Just think it through. If the star explodes, there will be death in a matter of minutes. If the star is consumed by a black hole, this is likely to take thousands of years, if not millions. And the star will certainly keep on shining till the bitter end; if one shut down all fusion in our Sun today, the light would only go out a million years from now, because that's how long it spends on its journey from the fusing core to the surface of the Sun.
The science is actually on our side on this one... Whatever properties this fictional red matter has, if seeding of black holes is one of them, then it really is likely to be a good supernova pacifier. Supernovas already have what amounts to a big attractor at their core: they collapse inward before they explode outward. But the outward explosion is essentially a back-bounce from that part of the material that won't fit inside the collapsing core. One may well prevent that back-bounce by eating the material faster, in a controlled manner.

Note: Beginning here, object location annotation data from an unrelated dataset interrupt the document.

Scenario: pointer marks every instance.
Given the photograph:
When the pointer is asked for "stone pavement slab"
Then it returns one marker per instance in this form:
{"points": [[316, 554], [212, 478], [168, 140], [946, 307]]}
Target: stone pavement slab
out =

As for the matter of evacuation, it's obvious the Romulans wouldn't evacuate until they really had to, until they had absolute proof. An approaching explosion wouldn't suffice. But an explosion that was turned into a slow and controlled collapse would; the Romulans would have a few centuries or at least a few years to evacuate, now that they really understood they absolutely had to.
As for Remus being missing, I actually hail that development. Data's PowerPoint demonstration in ST:NEM shows that the planets don't orbit each other: they are depicted as being on separate orbits that brush against each other, supposedly at regular intervals. It's probably a similar deal to that of Vulcan: Vulcan has no moon, but every now and then a neighboring planet and its moons come really close...
The supernova simply caught Romulus when Remus wasn't in the neighborhood. Nor was there a companion planet visible in "Unification". In turn, Shinzon in NEM obviously timed his slave rebellion so that the two planets would be in alignment.